En este contexto de interés por las potencialidades del español, ¿se podría considerar que corre algún peligro como lengua común? No es inverosímil. Se supone que el castellano es la lengua oficial del Estado y “todos los españoles tienen el deber de conocerla y el derecho de usarla”; pero es patente que este artículo tercero de la constitución, como algunos otros, se vulnera incluso desde las instituciones creadas por esta. Citando al gran pensador Arnaldo Otegui (solecismos aparte): “[Si queremos que] algún día España sea roja, republicana y laica, esa España tendrá que estar anteriormente rota”. Los colectivos que siendo españoles no se sienten como tales, y cuyo objetivo político prioritario es la ruptura de y con España (lo que no es óbice para que sean piezas clave en el gobierno de la nación), tienen en su punto de mira desbaratar ese papel unificador del idioma castellano. Es de sobra conocido cómo los progenitores de niños catalanes han de librar una auténtica guerra de desgaste para que sus hijos puedan cursar asignaturas en castellano, y que con frecuencia son objeto de acoso por parte de los propios profesores. Los episodios en esta contienda son innumerables, y no tenemos espacio para hacer aquí un recorrido, así que mencionaré solo uno reciente (30 de mayo), por el que el Govern aprobó un decreto para pasarse por el forro legislativo la sentencia del Tribunal Superior de Justicia de Cataluña que obligaba a garantizar el veinticinco por cierto de la educación en castellano. 
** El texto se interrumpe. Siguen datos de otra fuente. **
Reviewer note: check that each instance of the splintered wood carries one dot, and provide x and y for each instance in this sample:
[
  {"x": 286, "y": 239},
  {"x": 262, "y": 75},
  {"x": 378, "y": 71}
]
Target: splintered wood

En otra línea relacionada, la presidenta de la asociación “Hablamos Español”, Gloria Lago, denunció recientemente a propósito de la expresión oficial de los topónimos, que España “es el único país que prohíbe el uso oficial de palabras del idioma oficial”. En efecto, aunque podríamos decir Lérida y Lleida, Sanxenso y Sangenjo, Girona y Gerona, las distintas administraciones rehúsan la opción castellana, e incluso la prohíben. El gobierno gallego (presidido por el actual líder del PP) publicó un borrador de decreto que “pretendía que no se pudiera utilizar topónimos en español como La Coruña en actividades empresariales o de compra venta de viviendas, ya no solo en la comunidad [gallega] sino en todo el país”. Sin embargo, sí buscan que en los libros de texto de las escuelas e institutos “solo aparezcan los nombres en gallego incluso para topónimos de fuera de Galicia: Xaén, Xibraltar, Xetafe, Cidade Real...”. 

Otro frente que puede abrirse es el relativo al uso ideológico del lenguaje. Es algo que entendió George Orwell en su clarividente novela 1984: quien quiera cambiar el modo de pensar de una sociedad debe cambiar el significado de las palabras clave. En la distopía orwelliana, por ejemplo, los gobernantes aspiraban a reducir el significado del adjetivo “libre” para que se restringiera a usos como “libre de piojos” y similares, de tal modo que en un futuro próximo ningún ciudadano pudiera plantearse qué es eso de la libertad. Podemos poner muchos ejemplo de significados restringidos que se atribuyen a expresiones como “memoria histórica”, “dignidad”, “diversidad”, “inclusividad”, “empoderamiento”, o la aplicación de “fascista” a todo aquel que no comulgue con el credo dominante. 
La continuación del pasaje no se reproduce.